Some of this can be attributed to a lack of common sense by employees. Dan Leone, an employee of the Philadelphia Eagles is a good example of someone who did not understand the impact a Facebook status update can have. Dan expressed his “displeasure” with the team’s decision to not resign a player. Eagle’s management saw his Facebook post ["Dan is [expletive] devastated about Dawkins signing with Denver ... Dam Eagles R Retarted!!"] and fired Dan.

As Facebook and other social media channels grow, what we as employees say, do, and post does not always stay in our immediate personal network. Companies are continuing to react to the exploding use of a technology that makes it easy for everyone to share their thoughts and opinions with almost anyone. Employees like the freedom to express thoughts and ideas, but may not always understand and acknowledge the impact of their actions.

Wednesday, August 12, 2009

340 million visitors = advertisers

If Facebook seems a bit more crowded these days, there is a good reason.

Among the daily updates from friends and photos from a weekend outing, are messages from companies who are now investing money to be part of our social media world.
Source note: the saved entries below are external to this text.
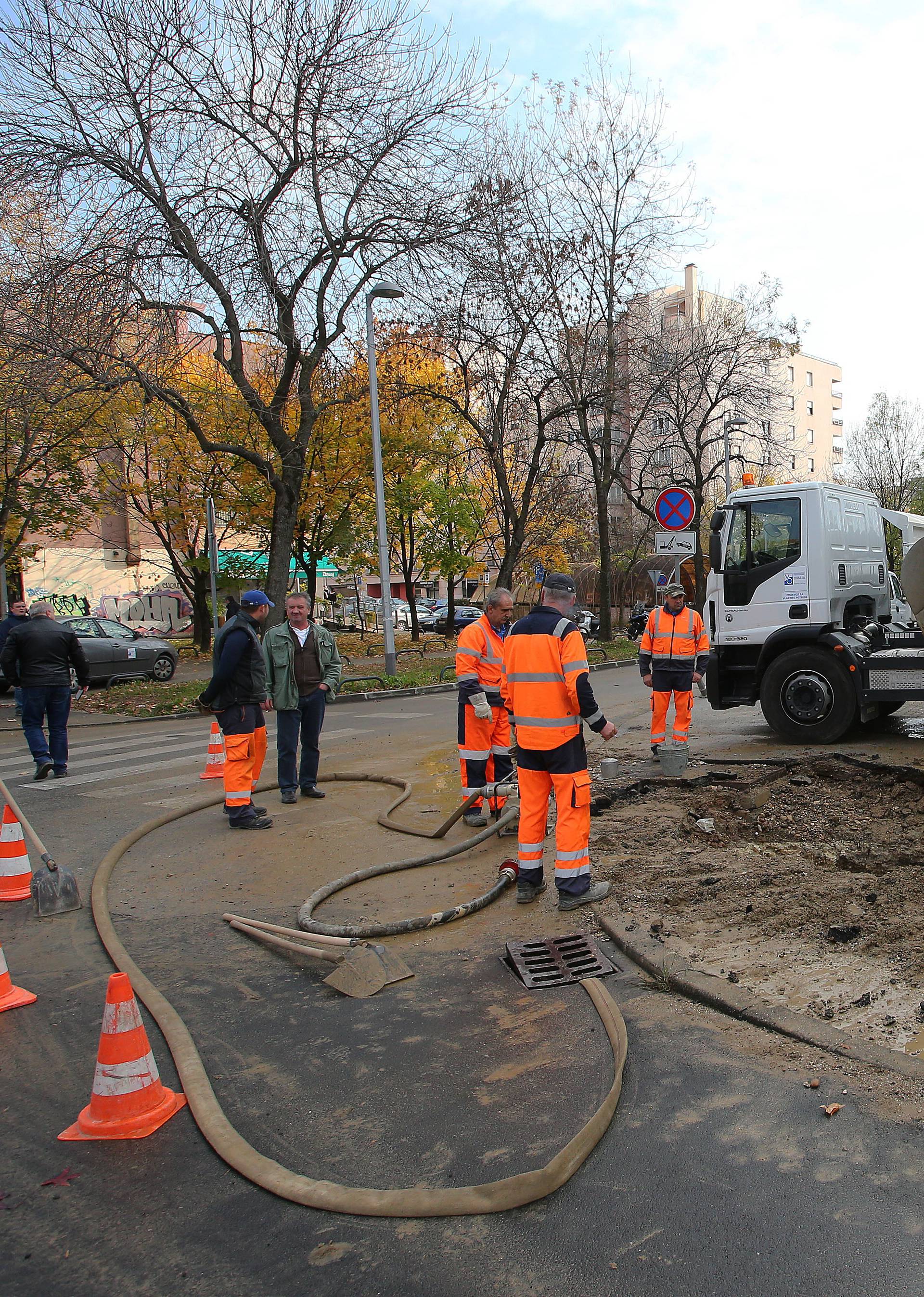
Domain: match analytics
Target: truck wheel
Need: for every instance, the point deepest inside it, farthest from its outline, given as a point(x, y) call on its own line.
point(808, 697)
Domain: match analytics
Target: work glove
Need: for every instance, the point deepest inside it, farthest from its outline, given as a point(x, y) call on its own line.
point(483, 709)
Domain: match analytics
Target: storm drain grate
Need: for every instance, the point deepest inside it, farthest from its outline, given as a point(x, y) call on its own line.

According to a recent story in the Financial Times, mainstream brands are racing to reach out to people via Facebook.

More than 80 percent of the largest U.S. advertisers are using Facebook to promote themselves, suggesting that corporate America has embraced the social networking site as a mainstream promotional platform.

Many companies had previously been nervous that a logo or brand message could end up next to offensive content, but apparently, 340 million unique monthly visitors seem to be more than enough to help ease the corporate world’s fear.

Wednesday, August 5, 2009

Rock Star PR Move

In compiling its list of most overpaid and underpaid CEOs, The Business Journal offered all CEOs on the list the opportunity to comment. Those comments were printed alongside the list in last Friday’s issue.

Vascular Solutions’ Howard Root, who was among those deemed “underpaid,” wins the GH Spin’s award for best PR move with this gem:

“TO THE EDITOR: I received your letter on the list of CEO compensation. My only comment is that my dad, who grew up on a farm during the Great Depression, tells me that anyone making over half a million a year can’t possibly be ‘underpaid.’ I agree, so maybe you can say I’m ‘less well paid’?”